Prediction of air quality perception in aircraft cabin based on psychophysical model and artificial neural network (ANN)-based model

Abstract

As people are the ultimate arbiters of air quality in built environments, perceived air quality (PAQ) is receiving increasing attention. Odor is often designated as the main target of PAQ regulation, but due to the complex mechanism of cross-modal human perception under multi-pollutant coupling, the accuracy of odor perception evaluation and prediction in the real environment is limited. This study obtained passengers’ evaluation of their perception of cabin air quality (CAQ) and odor intensity (OI) in commercial aircraft cabins through on-board measurement of 36 flights and 878 supporting questionnaires. Although the CAQ was generally acceptable, 25 % of passengers were not satisfied, and odor complaints (OI ≥ 3) were captured on 6 flights. The odor concentration (OC) and OI in the aircraft cabin were calculated based on the olfactory threshold and the Weber-Fechner psychophysical model, and the total OC distribution in different flight phases ranged from 28.4 to 66.1. Aldehydes (especially long-chain) were most likely to be smelled directly.

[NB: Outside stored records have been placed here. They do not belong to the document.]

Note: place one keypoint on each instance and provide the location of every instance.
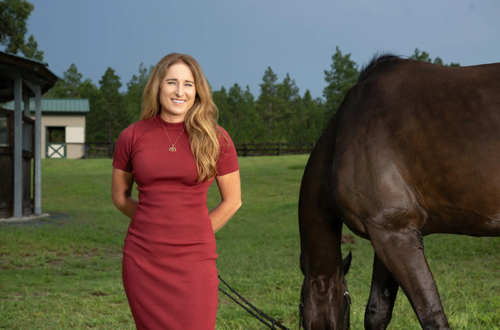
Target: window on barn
(4, 131)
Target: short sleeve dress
(169, 271)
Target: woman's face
(177, 93)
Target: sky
(235, 41)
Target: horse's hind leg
(402, 252)
(383, 293)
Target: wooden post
(38, 150)
(18, 147)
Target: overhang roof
(32, 71)
(57, 105)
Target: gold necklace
(172, 148)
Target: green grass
(64, 272)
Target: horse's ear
(346, 263)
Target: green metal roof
(57, 105)
(27, 58)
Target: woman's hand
(121, 192)
(230, 191)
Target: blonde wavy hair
(201, 119)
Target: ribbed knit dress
(169, 271)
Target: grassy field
(64, 272)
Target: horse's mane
(376, 59)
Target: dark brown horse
(413, 150)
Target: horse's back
(420, 141)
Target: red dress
(169, 272)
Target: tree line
(280, 113)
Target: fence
(273, 149)
(105, 149)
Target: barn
(20, 135)
(63, 126)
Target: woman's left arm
(230, 191)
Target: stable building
(20, 135)
(63, 126)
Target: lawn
(64, 272)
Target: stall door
(56, 142)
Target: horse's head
(325, 300)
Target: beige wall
(63, 120)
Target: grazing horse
(413, 150)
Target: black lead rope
(271, 325)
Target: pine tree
(69, 87)
(342, 76)
(267, 100)
(30, 49)
(13, 17)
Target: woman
(173, 154)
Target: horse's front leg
(383, 294)
(402, 252)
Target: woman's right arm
(121, 192)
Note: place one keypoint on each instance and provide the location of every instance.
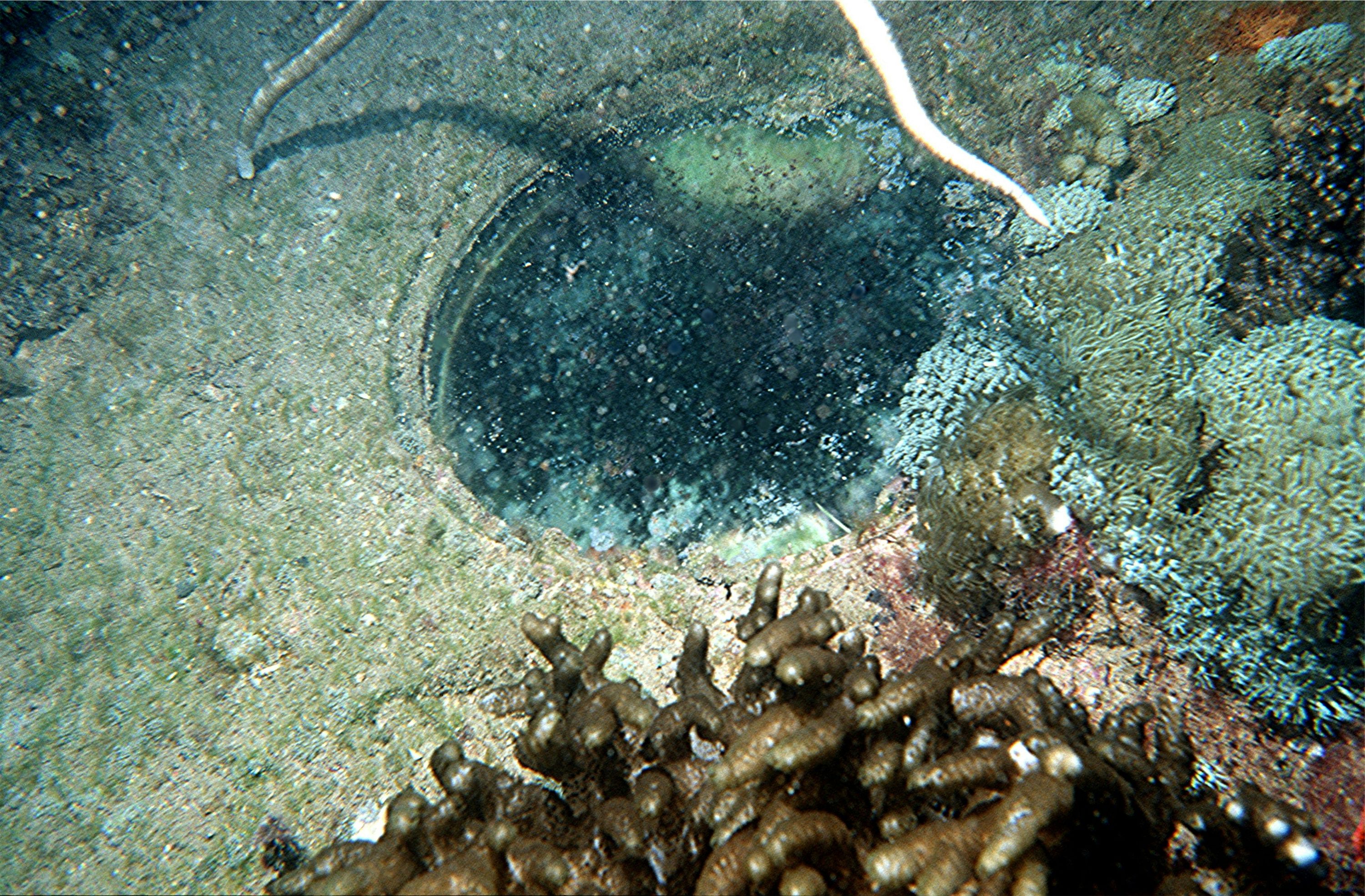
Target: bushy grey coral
(1284, 518)
(1254, 548)
(1073, 208)
(1058, 115)
(1293, 678)
(1144, 99)
(963, 370)
(1112, 151)
(1314, 48)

Limited by the two basic assumptions that VOC interaction was non-existent and that the odor intensity was only related to VOC, the accuracy of OI calculated by the existing model was about 0.4. In order to improve the accuracy of evaluation, a new data-driven model for human perception (CAQ and OI) prediction based on a knowledge-based BP neural network was proposed, and its prediction accuracy (R2: 0.81–0.87) and generalization (R2: 0.76–0.93) were verified. The new model is able to consider the interactions among individual differences, environmental factors and VOC concentrations, thus providing a method innovation for realizing people-oriented VOC control.